The thirty ninth annual Seattle International Film Festival came to a close on Sunday, June 9, day twenty five of the marathon event, with the closing night film The Bling Ring, fresh from its debut at Cannes. Its two young stars, Katie Chang and Israel Broussard, were on hand to introduce the film and send the festival off to its gala closing night party.
Sofia Coppola has done marvelous work in ethereal studies of disconnection and emotional confusion, of people lost in their worlds or blinded by celebrity and affluence.
The Bling Ring fits in very nicely thematically to her growing body of work, but these kids don’t actually yearn for anything beyond fashion accessories and the thrill of robbing the rich and famous and lack any capacity for self-reflection. The dispassionate observation, intercut with social media alerts and pop culture snaps and stories, makes them a reflection of that world without offering us a character underneath worth caring about, or at least fascinated with enough to follow through.

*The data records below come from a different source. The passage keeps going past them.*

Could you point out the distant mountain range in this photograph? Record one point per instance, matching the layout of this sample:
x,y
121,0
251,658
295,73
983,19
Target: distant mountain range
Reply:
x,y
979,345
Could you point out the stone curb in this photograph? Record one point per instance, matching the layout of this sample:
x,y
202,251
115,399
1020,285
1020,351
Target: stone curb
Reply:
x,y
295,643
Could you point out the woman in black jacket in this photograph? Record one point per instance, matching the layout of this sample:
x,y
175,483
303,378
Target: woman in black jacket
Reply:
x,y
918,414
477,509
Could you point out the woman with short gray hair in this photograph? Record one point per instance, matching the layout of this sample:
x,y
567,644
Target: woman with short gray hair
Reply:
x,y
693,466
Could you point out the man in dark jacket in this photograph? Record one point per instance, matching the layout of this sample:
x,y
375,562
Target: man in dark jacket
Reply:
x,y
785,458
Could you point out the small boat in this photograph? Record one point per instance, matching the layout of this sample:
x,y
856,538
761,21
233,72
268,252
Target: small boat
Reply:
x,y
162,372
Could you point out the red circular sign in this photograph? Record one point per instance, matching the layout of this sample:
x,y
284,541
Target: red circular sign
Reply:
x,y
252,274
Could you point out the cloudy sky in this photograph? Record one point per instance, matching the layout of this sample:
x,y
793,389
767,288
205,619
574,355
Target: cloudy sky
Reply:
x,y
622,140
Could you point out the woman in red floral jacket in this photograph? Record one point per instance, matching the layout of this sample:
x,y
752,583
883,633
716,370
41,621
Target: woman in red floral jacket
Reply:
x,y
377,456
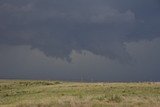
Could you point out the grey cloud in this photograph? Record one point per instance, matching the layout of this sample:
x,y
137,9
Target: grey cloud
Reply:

Like Toronto’s, SIFF’s top awards—the Golden Space Needles, this year designed by local artist and sculptor Piper O’Neill—are voted on by the audiences. This year, with plenty of high-profile American indies and international imports on display, the surprise Best Picture winner was the warm-hearted Fanie Fourie’s Lobola, a South African romantic comedy that explores racial and social tensions through laughs (I sadly missed this one; the final show conflicted with my own rare appearance on a festival panel). Director Henk Pretorius, accepting the award via phone, said he would change the title because nobody gets it right. First runner: The Rocket, an uplifting Australian drama shot in Laos.